XPO1 inhibition selectively targets KRAS-mutant NSCLC cells by suppressing NFκB signaling.

  • Major finding: XPO1 inhibition selectively targets KRAS-mutant NSCLC cells by suppressing NFκB signaling.

  • Mechanism: Targeting XPO1 promotes accumulation of IκBα to inhibit NFκB signaling and reduce cell survival.

  • Impact: XPO1 inhibitors may be beneficial in treating patients with KRAS-mutant NSCLC.

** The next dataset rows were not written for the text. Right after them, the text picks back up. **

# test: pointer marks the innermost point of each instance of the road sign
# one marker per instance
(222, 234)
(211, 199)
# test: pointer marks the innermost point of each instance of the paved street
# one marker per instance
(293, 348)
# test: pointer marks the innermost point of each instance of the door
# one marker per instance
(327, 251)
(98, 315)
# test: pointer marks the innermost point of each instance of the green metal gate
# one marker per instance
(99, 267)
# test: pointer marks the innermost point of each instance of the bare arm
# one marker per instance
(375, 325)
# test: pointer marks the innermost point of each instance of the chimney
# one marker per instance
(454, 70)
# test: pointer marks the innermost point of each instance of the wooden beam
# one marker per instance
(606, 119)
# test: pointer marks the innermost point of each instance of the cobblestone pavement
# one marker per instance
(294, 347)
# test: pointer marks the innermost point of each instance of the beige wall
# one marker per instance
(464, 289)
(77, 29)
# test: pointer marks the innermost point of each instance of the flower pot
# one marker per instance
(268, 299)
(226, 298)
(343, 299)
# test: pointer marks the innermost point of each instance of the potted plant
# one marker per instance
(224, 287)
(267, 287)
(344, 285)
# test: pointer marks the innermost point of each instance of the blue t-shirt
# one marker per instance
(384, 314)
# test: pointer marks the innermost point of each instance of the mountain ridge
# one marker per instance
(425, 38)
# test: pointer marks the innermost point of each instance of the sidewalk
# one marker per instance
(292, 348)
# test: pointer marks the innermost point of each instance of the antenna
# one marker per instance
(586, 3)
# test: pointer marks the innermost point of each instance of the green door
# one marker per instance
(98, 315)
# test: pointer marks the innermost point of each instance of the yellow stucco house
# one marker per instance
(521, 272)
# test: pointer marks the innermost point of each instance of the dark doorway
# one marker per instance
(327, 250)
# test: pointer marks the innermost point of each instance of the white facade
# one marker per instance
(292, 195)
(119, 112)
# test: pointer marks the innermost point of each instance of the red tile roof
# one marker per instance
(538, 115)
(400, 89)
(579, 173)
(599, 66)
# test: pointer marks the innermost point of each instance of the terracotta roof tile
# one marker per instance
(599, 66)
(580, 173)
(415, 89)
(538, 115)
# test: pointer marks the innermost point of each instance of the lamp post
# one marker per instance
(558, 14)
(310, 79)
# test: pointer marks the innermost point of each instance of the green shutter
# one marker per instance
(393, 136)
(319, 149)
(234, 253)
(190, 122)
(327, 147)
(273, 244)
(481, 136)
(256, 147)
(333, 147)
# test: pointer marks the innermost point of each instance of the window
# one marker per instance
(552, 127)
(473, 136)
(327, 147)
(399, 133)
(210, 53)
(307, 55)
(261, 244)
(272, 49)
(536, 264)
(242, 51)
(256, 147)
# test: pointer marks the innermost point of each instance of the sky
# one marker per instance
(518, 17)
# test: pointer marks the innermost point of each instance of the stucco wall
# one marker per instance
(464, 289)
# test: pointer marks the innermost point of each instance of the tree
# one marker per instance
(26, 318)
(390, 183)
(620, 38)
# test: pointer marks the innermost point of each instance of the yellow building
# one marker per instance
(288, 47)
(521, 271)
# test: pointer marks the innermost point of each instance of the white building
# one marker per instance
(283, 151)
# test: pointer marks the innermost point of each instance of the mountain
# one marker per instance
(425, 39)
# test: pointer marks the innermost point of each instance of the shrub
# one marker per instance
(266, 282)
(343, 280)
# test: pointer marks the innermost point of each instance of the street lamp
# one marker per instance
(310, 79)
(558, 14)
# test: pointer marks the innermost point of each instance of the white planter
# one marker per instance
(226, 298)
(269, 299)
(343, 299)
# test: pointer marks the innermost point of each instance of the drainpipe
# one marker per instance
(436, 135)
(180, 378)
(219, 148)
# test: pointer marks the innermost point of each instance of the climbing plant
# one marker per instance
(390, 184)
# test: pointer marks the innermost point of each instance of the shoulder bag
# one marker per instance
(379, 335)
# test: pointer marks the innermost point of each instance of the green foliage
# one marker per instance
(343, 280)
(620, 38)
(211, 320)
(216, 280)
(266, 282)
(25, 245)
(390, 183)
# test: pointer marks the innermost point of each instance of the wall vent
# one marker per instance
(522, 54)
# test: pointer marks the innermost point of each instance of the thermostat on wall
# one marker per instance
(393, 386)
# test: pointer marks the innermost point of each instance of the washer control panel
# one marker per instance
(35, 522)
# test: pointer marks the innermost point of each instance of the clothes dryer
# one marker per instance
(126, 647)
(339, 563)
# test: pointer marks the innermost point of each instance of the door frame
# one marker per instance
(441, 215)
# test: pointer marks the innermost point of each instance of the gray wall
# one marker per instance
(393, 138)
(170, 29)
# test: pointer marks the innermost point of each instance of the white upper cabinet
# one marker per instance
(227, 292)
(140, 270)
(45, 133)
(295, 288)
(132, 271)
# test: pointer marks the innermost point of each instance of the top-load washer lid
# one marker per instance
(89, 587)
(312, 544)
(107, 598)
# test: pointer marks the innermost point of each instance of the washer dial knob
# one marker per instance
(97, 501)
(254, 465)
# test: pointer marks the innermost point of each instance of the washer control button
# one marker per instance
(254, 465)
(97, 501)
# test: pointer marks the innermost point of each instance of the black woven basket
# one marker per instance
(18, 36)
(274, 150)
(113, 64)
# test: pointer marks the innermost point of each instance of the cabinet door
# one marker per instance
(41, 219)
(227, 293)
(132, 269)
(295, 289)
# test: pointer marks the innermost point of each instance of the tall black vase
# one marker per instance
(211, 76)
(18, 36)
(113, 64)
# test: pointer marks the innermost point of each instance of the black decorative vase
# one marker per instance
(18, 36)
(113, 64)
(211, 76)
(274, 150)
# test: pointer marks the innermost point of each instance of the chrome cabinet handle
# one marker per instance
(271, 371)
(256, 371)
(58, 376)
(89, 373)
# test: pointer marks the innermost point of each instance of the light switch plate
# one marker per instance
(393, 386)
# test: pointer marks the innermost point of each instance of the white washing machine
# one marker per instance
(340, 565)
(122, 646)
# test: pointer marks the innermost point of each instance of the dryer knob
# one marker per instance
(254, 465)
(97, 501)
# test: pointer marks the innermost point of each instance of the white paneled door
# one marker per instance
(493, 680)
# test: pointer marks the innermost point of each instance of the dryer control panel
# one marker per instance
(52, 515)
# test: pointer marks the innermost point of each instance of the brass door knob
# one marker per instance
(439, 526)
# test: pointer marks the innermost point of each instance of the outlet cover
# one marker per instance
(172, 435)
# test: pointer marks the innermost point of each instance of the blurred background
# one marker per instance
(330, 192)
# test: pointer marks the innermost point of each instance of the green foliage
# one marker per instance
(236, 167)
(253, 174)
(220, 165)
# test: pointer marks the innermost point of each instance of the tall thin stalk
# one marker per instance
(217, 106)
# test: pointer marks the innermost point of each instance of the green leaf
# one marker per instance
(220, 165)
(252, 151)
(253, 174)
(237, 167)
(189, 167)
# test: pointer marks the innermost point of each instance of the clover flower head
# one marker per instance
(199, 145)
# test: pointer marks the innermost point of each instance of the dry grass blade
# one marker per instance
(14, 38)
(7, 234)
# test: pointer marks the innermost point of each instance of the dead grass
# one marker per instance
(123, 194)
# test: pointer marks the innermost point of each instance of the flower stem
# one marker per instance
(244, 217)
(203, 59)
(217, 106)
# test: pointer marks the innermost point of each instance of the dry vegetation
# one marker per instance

Identifying bona fide synthetic lethal targets has proven challenging in KRAS-mutant cancers, potentially due to their phenotypic diversity. To enrich for true vulnerabilities in KRAS-mutant non–small cell lung cancer (NSCLC) cell lines, Kim and colleagues first analyzed transcriptomic variation across 106 human NSCLC cell lines to identify KRAS-independent background phenotypes and then performed a whole-genome siRNA toxicity screen in 12 NSCLC cell lines that were representative of the observed phenotypes. In total, 7,755 candidate siRNA pools reduced the viability of at least one KRAS-mutant cell line, and gene set enrichment analysis revealed 10 gene sets that were enriched in KRAS-mutant cells. Multiple nuclear transport machinery genes were common to all 10 gene sets, including the selective nuclear export receptor XPO1, which can be targeted with the clinically available inhibitor KPT-330 (also known as selinexor). Consistent with these findings, KRAS-mutant cell lines were more sensitive to XPO1 inhibition than wild-type cells, and XPO1 inhibition with KPT-330 specifically suppressed the growth of KRAS-mutant NSCLC xenografts, patient-derived xenografts, and genetically engineered mouse tumors. NFκB target genes were differentially expressed in cells sensitive to XPO1 inhibition compared with resistant cells, and treatment of sensitive cell lines with XPO1 inhibitors induced accumulation of the NFκB negative regulator IκBα, resulting in reduced NFκB activity. Depletion of IκBα conferred resistance to XPO1 inhibition, further indicating that suppression of NFκB signaling underlies the sensitivity of KRAS-mutant cells to XPO1 inhibition. Two KRAS-mutant NSCLC cell lines insensitive to XPO1 inhibition were found to harbor mutations in FSTL5, which is mutated in 10% of NSCLCs. FSTL5 mutations activated the YAP1 pathway to circumvent XPO1 dependence, but inhibition of YAP1 in FSTL5-mutant cells restored XPO1 inhibitor sensitivity. These findings suggest that XPO1 may be therapeutically targeted in KRAS-mutant NSCLC and provide insight into potential mechanisms of intrinsic XPO1 inhibitor resistance that may further help guide patient selection and treatment.

Kim J, McMillan E, Kim HS, Venkateswaran N, Makkar G, Rodriguez-Canales J, et al. XPO1-dependent nuclear export is a druggable vulnerability in KRAS-mutant lung cancer. Nature 2016;538:114–7.